The Internal Revenue Service (IRS) considers any transaction involving cryptocurrency to be a taxable event. This means that if you buy or sell cryptocurrency, or exchange it for goods and services, you are responsible for reporting it on your taxes. The IRS also considers any income from mining activities to be taxable income. Depending on your income level, the rate of taxation will vary; however, all transactions involving cryptocurrency must be reported to the IRS regardless of the amount involved.
Short-Term vs Long-Term Gains
When calculating taxes for cryptocurrency transactions, it is important to consider whether they are short-term or long-term gains. Short-term gains apply if you have held a digital asset for less than one year before selling or exchanging it; in this case, the gain is taxed at regular income tax rates (which can range from 10% up to 37%). If you hold a digital asset for longer than one year before selling or exchanging it, then any gain is considered a long-term capital gain; this type of gain is taxed at lower rates (up to 20%, depending on your filing status).

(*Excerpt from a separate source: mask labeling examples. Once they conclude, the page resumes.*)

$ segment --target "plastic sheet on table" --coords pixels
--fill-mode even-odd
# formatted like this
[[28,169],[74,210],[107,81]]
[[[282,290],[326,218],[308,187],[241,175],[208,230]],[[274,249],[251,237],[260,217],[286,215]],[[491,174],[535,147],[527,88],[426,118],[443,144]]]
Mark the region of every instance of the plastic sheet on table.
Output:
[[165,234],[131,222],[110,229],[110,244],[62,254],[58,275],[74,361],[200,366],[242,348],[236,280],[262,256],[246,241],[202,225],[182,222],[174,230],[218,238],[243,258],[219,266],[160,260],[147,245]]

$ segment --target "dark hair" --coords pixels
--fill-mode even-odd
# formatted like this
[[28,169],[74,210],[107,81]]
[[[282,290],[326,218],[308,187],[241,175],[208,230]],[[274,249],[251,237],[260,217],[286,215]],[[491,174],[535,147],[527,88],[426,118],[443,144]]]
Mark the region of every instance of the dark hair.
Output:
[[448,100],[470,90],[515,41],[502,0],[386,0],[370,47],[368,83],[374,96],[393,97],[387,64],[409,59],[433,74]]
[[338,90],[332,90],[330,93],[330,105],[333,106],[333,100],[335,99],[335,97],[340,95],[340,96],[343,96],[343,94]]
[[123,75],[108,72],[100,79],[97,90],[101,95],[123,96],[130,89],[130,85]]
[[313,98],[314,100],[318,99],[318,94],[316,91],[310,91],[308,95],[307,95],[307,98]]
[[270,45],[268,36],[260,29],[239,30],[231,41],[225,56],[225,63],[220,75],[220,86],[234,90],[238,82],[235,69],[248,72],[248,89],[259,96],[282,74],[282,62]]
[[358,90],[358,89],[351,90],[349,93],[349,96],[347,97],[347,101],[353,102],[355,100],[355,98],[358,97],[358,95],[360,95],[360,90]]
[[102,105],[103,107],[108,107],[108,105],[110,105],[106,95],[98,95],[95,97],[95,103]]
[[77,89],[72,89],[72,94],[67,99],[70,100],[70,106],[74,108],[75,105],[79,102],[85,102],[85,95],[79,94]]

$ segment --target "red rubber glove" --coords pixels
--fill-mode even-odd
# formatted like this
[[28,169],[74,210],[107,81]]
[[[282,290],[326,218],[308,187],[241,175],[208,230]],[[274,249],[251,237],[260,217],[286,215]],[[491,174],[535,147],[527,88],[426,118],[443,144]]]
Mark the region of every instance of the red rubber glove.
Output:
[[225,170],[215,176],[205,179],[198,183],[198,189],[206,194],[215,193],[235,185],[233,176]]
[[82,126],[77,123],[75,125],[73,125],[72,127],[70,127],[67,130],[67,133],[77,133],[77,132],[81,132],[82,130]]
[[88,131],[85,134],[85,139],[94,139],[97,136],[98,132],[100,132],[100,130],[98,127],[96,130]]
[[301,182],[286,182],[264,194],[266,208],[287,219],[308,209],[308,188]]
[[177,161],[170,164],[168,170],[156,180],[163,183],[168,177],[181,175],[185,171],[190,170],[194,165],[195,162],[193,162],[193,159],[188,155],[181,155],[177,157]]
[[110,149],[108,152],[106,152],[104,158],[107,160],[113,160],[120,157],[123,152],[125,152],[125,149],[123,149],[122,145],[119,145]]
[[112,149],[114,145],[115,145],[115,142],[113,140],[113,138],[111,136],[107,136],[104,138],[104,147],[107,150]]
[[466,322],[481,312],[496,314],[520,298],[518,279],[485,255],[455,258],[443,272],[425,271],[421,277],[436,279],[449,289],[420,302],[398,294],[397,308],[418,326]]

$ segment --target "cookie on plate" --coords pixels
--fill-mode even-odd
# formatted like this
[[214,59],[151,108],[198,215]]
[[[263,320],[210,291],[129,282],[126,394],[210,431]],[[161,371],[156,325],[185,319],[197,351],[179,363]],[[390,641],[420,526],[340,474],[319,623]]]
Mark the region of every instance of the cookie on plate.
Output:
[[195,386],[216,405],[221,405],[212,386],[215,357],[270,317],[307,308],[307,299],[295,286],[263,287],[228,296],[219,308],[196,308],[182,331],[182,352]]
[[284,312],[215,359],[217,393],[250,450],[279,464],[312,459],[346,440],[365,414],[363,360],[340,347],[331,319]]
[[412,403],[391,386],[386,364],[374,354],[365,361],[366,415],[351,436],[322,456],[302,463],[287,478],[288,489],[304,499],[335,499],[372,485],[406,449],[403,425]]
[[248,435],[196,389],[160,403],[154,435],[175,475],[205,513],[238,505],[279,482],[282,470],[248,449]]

It's not all bad news when it comes to cryptocurrency taxes; losses can also be used as deductions when filing your taxes. Any losses incurred due to buying and selling digital assets can be used as deductions against other types of capital gains. For example, if you had $10K in capital gains from investments but also had $5K in losses due to buying/selling digital assets, then only $5K would be subject to taxation (rather than the full $10K). This can help reduce your overall tax burden significantly if done properly.
Another way to lessen the burden of cryptocurrency taxes is by using Ledgible, a cryptocurrency tax and enterprise accounting platform explicitly designed for tax professionals, CPAs, accountants, and enterprise applications. Ledgible Tax Pro makes tax preparation easier than ever by allowing clients to connect with exchanges and wallets, making collecting information and analyzing it for taxable transactions quick and simple. The organized data is sorted by cryptocurrency, so there’s no need to worry about spending hours poring over an assortment of figures. With Ledgible, tax professionals can ensure that their clients’ crypto transactions are properly accounted for come tax season.
Cryptocurrency may seem complicated when it comes time to file taxes but with a solid understanding of how these transactions are treated by the IRS and how they fit into other aspects of your financial life such as capital gains and losses, navigating crypto taxation doesn't have to be intimidating! With proper planning and research, you can ensure that your crypto transactions are properly accounted for come tax season.